Tougher still is the question of academic quality. The proliferation of online credit recovery is a logical development given the incentives that are baked in to current education policies. The era of accountability that No Child Left Behind ushered in—and that the Every Student Succeeds Act has continued to a lesser extent—placed tremendous pressure on districts to raise graduation rates, or face consequences. At the same time, states have mostly failed to put in place the kind of oversight and regulations that would ensure rigor and quality are not sacrificed in the pursuit of higher graduation rates. The result is that states are incentivizing districts to boost graduation rates while placing a great deal of trust in districts and private vendors to preserve rigor and quality in the process.
There are potential tools to ensure rigor that states and districts could explore. Three states, for example, require students to pass an objective, external exam to recover credit for a course: Georgia, Louisiana, and New York.
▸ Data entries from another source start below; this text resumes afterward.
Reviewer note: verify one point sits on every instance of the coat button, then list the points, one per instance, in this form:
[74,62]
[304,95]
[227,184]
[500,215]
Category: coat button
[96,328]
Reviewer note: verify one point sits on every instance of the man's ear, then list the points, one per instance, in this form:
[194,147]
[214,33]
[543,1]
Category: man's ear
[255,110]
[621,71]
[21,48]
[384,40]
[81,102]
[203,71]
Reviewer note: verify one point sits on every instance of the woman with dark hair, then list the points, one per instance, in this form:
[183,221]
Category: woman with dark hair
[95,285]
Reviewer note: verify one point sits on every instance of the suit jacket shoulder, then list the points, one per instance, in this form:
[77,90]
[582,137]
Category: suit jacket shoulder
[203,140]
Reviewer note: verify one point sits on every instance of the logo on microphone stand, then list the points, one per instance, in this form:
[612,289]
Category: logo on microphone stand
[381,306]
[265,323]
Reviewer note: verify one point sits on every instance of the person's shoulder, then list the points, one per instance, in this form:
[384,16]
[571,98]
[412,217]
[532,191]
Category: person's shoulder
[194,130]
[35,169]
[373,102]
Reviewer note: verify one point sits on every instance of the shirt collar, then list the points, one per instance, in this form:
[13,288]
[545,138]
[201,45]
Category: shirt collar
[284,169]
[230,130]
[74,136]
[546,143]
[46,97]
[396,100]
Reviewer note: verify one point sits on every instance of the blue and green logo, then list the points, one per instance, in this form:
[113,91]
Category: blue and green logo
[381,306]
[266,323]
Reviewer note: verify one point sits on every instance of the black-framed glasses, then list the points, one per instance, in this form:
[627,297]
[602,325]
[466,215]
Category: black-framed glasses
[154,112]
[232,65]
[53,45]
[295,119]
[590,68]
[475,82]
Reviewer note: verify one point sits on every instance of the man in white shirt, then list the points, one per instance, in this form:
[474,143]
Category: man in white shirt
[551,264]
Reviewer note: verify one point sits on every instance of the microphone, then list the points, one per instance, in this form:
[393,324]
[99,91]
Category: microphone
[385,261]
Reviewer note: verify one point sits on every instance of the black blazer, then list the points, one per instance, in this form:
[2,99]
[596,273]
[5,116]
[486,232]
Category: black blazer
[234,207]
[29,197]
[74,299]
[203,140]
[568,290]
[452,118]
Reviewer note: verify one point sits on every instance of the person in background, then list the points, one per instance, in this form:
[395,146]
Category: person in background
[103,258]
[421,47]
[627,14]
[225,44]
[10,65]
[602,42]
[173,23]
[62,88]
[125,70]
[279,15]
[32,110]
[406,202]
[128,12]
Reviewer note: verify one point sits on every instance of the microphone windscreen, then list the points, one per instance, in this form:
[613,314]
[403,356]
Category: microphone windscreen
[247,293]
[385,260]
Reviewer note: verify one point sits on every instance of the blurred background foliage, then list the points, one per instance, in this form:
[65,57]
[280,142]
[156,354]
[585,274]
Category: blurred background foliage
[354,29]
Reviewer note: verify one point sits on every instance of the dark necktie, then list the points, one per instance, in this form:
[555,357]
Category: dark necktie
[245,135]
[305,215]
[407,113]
But most leave it to districts to set policies around vetting, adopting, and implementing credit-recovery courses.
States also could expand their use of end-of-course exams, which require students to show they have mastered certain knowledge and skills in required subjects. While far from universal, such exams have been used in 32 states and the District of Columbia since they first appeared in the 1990s, and are intended to serve as an external yardstick for specific coursework, helping to set and uphold academic standards.
An August 2019 study by Adam Tyner and Matthew Larsen found end-of-course exams generally positively correlated with high-school graduation rates. The exams “can be deployed without ‘stakes’ but with their results publicly reported so as to tamp down on grade inflation or abuse of credit-recovery programs,” the authors wrote.
It’s likely that many school districts are using credit recovery thoughtfully, with the necessary supports and resources in place to maximize student success and hold students accountable for their learning. But without additional information about how these programs are being adopted and implemented, “there’s just so much we don’t know,” Atwell, the Civic researcher, said.
As for the software companies, they say there’s only so much they can do. Edgenuity and other vendors can’t dictate the use of their materials “any more than a publisher of a textbook could,” said Rayow.
“I think anyone who has been in school has been in classes where textbooks were used for good and where textbooks were used for not so good,” she said. “The same is true for digital education.”
David Loewenberg is a freelance writer based in Washington, D.C.